Among many other programming languages, YAML is yet another one that can be used to write configuration files. Depending on who you ask, this is another markup language or not which has its emphasizes that it is only for data and not documents. This tutorial covers load, write, edit, dump and read guide for YAML in Python using PyYAML framework.
Keep in mind that it is not at all easy to write and read for humans and non-programmers. Yet it is very easy to parse it, especially with Python and PyYAML library. The best thing is that it is human friendly and one of the biggest advantages is readability. It has other formats too which include JSON and XML.
9 Quick YAML Features
YAML markup is not just another markup! It is actually useful, and here are 9 points why:
- It has no executable commands.
- Carries explicit data types along with tags.
- Precise feedback.
- The syntax is clean.
- It provides support for complex structures.
- Very easy to parse for computers.
- Easily readable for humans.
- One file can be stored in multiple documents but that too with a separator, this is a feature that is used in Kubernetes definitions.
- Comments can also be used in YAML files.
What is Python PyYAML parser and why you should use it
You shall see many scenarios in which load() is being used in spite of safe_load(). We did not however mention this before as many of you have jobs and quickly copy and paste some example code.
Now let’s discuss the difference, if we talk about load() then just like pickle it is a powerful function but both are insecure ways as the theft is allowed to execute the arbitrary code. PyYAML load function allows you to both serialize and deserialize complete objects of Python and even execute code which includes calls to os.system library, these are able to execute any command on the system.
You shall notice that load() function is deprecated in its recent version. This shall create a big issue like a warning when using it in an insecure way.
In case you are parsing regular files just like most users then make sure to use safe_load() as it carries a subset of the load function.

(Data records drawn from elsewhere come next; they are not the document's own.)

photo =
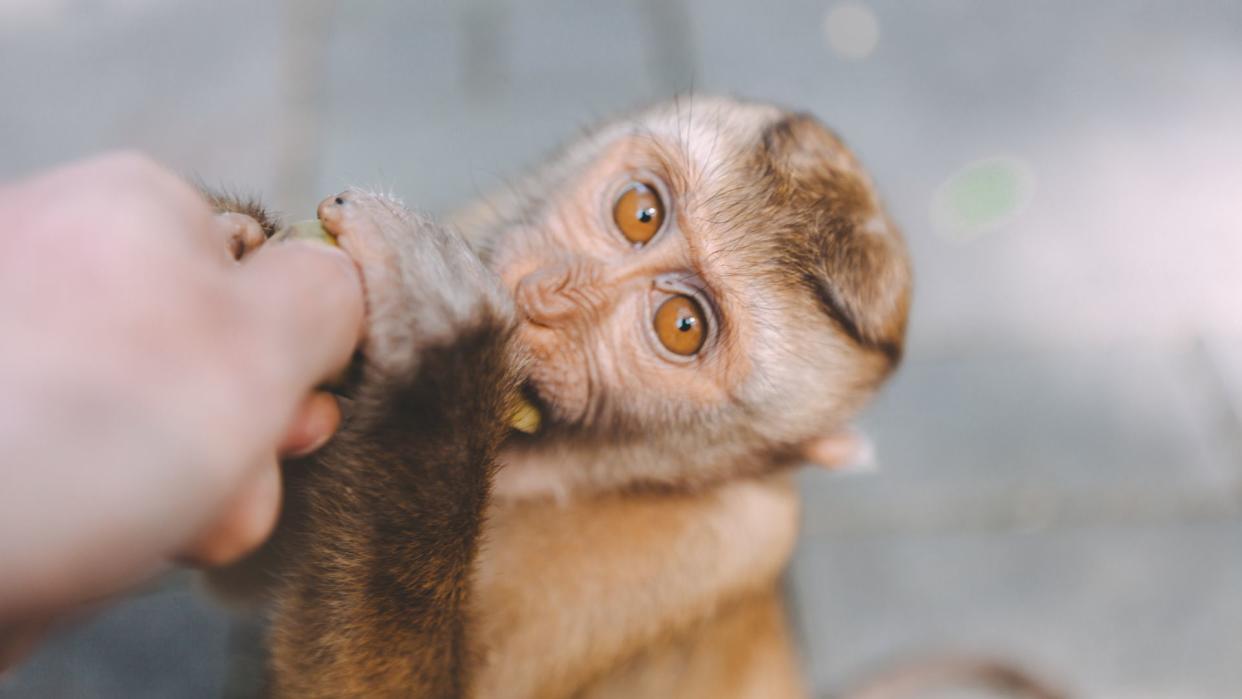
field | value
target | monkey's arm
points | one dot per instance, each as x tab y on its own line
568	592
374	553
384	536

We think the below 19 points show why YAML is used and preferred over other markup languages.
- It is both expressive and extensible.
- It provides support to an extensible set of types for scalar values of data typed.
- Provides support to one-direction processing or one-pass.
- To support generic tools it carries a consistent data model.
- Carries a strict syntax.
- Very easy to use and implement.
- Comes with powerful tools like PyYAML.
- Implementations are fast and secure.
- The syntax is clean and simple.
- Simple to learn and read.
- Able to express a huge variety of different native data structures as well as allow for custom extensions.
- It has portability across most programming languages.
- It can be read easily by humans.
- With the help of this, you can represent complex data structures that too in a format that can be read easily by humans.
- It is unambiguous.
- It provides support to representing sequence as lists and mapping as dictionaries in a manner that is independent of language.
- It is a superset of JSON which means that all documents which are valid of JSON are valid on YAML as well.
Where YAML doesn’t fit in with Python
If you want to configure files then this is the best choice. This is how we and many developers use it. Its syntax is rich when compared to other alternates, .ini files, but still, it is great on the eyes and quite simple if you intend to write and parse.
However, there are some downsides to this which are as followed:
- For simple use cases such as data exchange of simple objects, it is deemed to be versatile.
- It has a dependency on indentation which creates frustration.
- It is not a part of the standard Python library whereas XML and JSON are.
Install PyYAML Framework in Python
Its data can be parsed by different python packages however the most prevalent is YAML.
Now, for those who don’t know it, PyYAML is not part of the standard python library which means it needs to be installed with pip. Use need to use the following command:
[email protected]:~# install pyyaml
For use in scripts, a simple import module as followed
You don’t import ‘pyyaml’ but ‘yaml’ simply. This triggers the markup.
[email protected]:~# Import yaml
Read and Parse YAML
Once it has been imported you can now load YAML file and then parse it. Often it carries the extension .yaml or .yml.
Parse YAML Strings
To parse all types of valid YAML strings what you can do is simply use yml.safe_load()
With this, you are able to define different documents in one file simple but they need to be separated with a triple dash (—). It shall happily parse these files as well and then return a list of docs. Use yaml.safe_load_all() function and do anything. Moreover, it can also be used to return a generator that in return shall return back all the documents one by one.
Keep in mind that when you are reading documents from this, files need to be opened, so you can process them within the clause.
Dump and Write
Though many of us shall read YAML only as configuration files, it can be quite handy to write YAML too.
You can use the below to dump:
[email protected]:~# ruamel.yaml
Change YAML to JSON
For this, you simply need to parse YAML and then use the JSON module to convert the object to JSON.
Other Python tutorials that are information:
- How to Delete and Create Python venv environment.
- 10 Useful venv commands for Python programmers.
- How To Install NumPy in Python on Windows to use with Visual Studio.
In this article, you learned how to read, write, load edit and dump YAML markup in Python with the help of PyYAML. YAML is extremely useful for having custom configuration files which you will come across a lot in automation and scripting. Do let us know how you have utilized YAML in your environment or project.